The night was winding down as the insanely cult popular band Edward Sharpe and The Magnetic Zeros took the stage. The very large ten-piece band spread itself out with plenty of room in the middle for front man Alex Ebert to dance around onstage between his bohemian counter parts. Surprisingly the band doesn’t even create set lists for there shows, meaning they must know all three albums worth of material at all times. Jumping between popular songs like 40 Day Dream that they were probably going to play anyways and letting the crowd pick tunes like Janglin’, the show was as free flowing as the free love hippie movement they are emulating. A staple of the show is when Ebert goes into the crowd to sing. Standing on the back of the photo pit barricade he used audience members to hold himself up high and to have interactions with those around him. The loose atmosphere means that every show is a unique event that can’t be duplicated. I’m sure that have had shows where everything wasn’t clicking, but this wasn’t one of them. Ebert would sit at the edge of the stage and hold hands with people as he sang, creating moments that won’t be forgotten any time soon by those lucky people.
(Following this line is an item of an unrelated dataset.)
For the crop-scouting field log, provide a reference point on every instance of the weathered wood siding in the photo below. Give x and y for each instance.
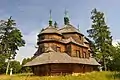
(76, 37)
(61, 69)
Ebert also had a habit of bringing people on stage to join him, a girl who must not have been older than 4 came up and he got her dancing with him, flaying their limbs about in a bout of ecstasy that only a child with no inhibitions can display. Ebert spotted a sign held up by a young boy saying how TURF was his first concert and it was also his birthday. The crowd then collectively sung Happy Birthday to the nine year old while Ebert had his arm around the kid. Band members took turns taking the spotlight as at least three members sang lead on a song while Ebert stood in the back to allow the crowd to shift their attention to the new momentary bandleaders. For Dear Believer the band tried to play an odd disco version they had done once before, Ebert didn’t think it was working so he stopped it mid-song and moved on laughing at their feeble attempt to mix it up. At the end of the show, the crowd was asked if they were willing to sing along as the bands biggest hit Home was starting up. Ebert only said the first word of each line and let the crowd sing the rest, creating a beautiful a cappella moment by several thousand fans. Instead of the usual breakdown part where Ebert used to tell a story with former band member Jade Castrinos, he instead passed the microphone into the crowd to let a girl tell a story about her love for the band. The amount of love that flows between artist and audience is incredible and it makes sense why they have such a passionate and loyal fan base.
Two days down, with one more to go. It will be hard for the last day to top the first two but Jeff Cohen has created something very special for the fans and bands that come out. Every set is a special moment, one that is to be cherished and savoured.